In 2 Corinthians, Paul was taking a collection for the saints in Jerusalem, and it ended up being a large amount of money. Paul wanted to take every precaution to ensure the gift went where it was intended to go:
Thanks be to God, who put the same concern for you into the heart of Titus. For he welcomed our appeal and, being very diligent, went out to you by his own choice. We have sent with him the brother who is praised among all the churches for his gospel ministry. And not only that, but he was also appointed by the churches to accompany us with this gracious gift that we are administering for the glory of the Lord himself and to show our eagerness to help. We are taking this precaution so that no one will criticize us about this large sum that we are administering. Indeed, we are giving careful thought to do what is right, not only before the Lord but also before people. We have also sent with them our brother. We have often tested him in many circumstances and found him to be diligent—and now even more diligent because of his great confidence in you (2 Cor 8:16-22, emphasis added).
In that passage, you see some practical suggestions for giving wisely under grace.
First, Paul wanted to take careful thought to do what was right. Think about giving. Under grace, you especially have to think about your giving because there’s no law to tell you what to do. Under the Old Covenant, you were told how much to give, when to give it, and whom to give it to. You weren’t responsible for what happened to your donations afterward—that was the Temple’s business. But under grace, you’re free. There’s no set amount to give and no specific organization you have to give to. Instead, you give according to what you have purposed in your heart. But that kind of freedom means you should think about your giving.

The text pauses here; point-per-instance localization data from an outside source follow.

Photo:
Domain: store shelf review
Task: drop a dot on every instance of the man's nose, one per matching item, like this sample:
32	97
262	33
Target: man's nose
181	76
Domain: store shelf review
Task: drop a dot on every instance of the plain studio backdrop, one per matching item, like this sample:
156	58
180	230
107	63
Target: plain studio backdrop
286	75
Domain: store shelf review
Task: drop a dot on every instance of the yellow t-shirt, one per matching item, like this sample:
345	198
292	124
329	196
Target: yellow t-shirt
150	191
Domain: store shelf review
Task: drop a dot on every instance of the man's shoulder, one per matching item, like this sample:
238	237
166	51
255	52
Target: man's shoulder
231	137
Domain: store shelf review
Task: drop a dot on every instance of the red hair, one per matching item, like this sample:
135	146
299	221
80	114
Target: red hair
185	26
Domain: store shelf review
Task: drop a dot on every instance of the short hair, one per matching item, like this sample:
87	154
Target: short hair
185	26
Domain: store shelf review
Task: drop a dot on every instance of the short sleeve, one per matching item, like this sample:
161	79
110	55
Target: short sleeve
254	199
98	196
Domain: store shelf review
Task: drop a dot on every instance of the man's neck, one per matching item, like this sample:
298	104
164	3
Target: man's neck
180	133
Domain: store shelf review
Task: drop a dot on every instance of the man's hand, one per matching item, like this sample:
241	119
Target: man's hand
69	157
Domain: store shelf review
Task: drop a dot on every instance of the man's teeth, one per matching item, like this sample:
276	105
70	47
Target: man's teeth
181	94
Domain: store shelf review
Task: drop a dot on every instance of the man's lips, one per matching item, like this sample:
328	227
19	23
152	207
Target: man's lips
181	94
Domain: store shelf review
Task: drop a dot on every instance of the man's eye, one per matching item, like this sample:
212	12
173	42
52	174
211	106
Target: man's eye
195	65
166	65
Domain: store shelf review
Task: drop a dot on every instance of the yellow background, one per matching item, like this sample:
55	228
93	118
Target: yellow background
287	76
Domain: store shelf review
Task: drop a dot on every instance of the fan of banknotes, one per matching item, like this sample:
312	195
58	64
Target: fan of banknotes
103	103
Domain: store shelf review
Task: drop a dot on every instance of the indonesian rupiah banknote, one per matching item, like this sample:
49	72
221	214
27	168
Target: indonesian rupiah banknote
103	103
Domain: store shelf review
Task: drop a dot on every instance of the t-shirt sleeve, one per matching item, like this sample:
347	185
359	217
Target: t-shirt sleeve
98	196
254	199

Second, Paul wanted to take precautions about the gift. It was a large amount of money, a long way to travel, and criminals all around, perhaps even in Paul’s inner circle (cf. John 12:6). So he wanted to take precautions. How? He had the churches appoint one of their own to accompany the gift to Jerusalem. That way, the churches could be assured that Paul wasn’t simply robbing them.
Third, Paul wanted to avoid criticism. He wanted to make sure “that no one will criticize us about this large sum that we are administering.” Paul wanted accountability and transparency. Presumably, he wanted the churches to keep helping each other financially, but that would only happen if they trusted the process. If they did, they would give again, so Paul wanted the whole process to be above criticism.
Those are all good principles for grace-givers to keep in mind.
Have you given careful thought to your donations? Are you giving to Christ-centered ministries? Are you supporting teachers who preach grace? Are you giving to ministries that are accountable and transparent?
Sadly, there’s always a news headline about a pastor or minister stealing money. You need to be careful of religious con artists. Obviously, it would be best if you avoided giving to ministries that are careless or irresponsible with their finances. If you ever want to check an American non-profit’s finances, you can go to GuideStar and look up their public IRS Form 990 (here’s ours). Be generous, but be smart. Know whom you’re giving to and what they’re using the money for.
Thought for the day: When you give from your heart, remember to use your head.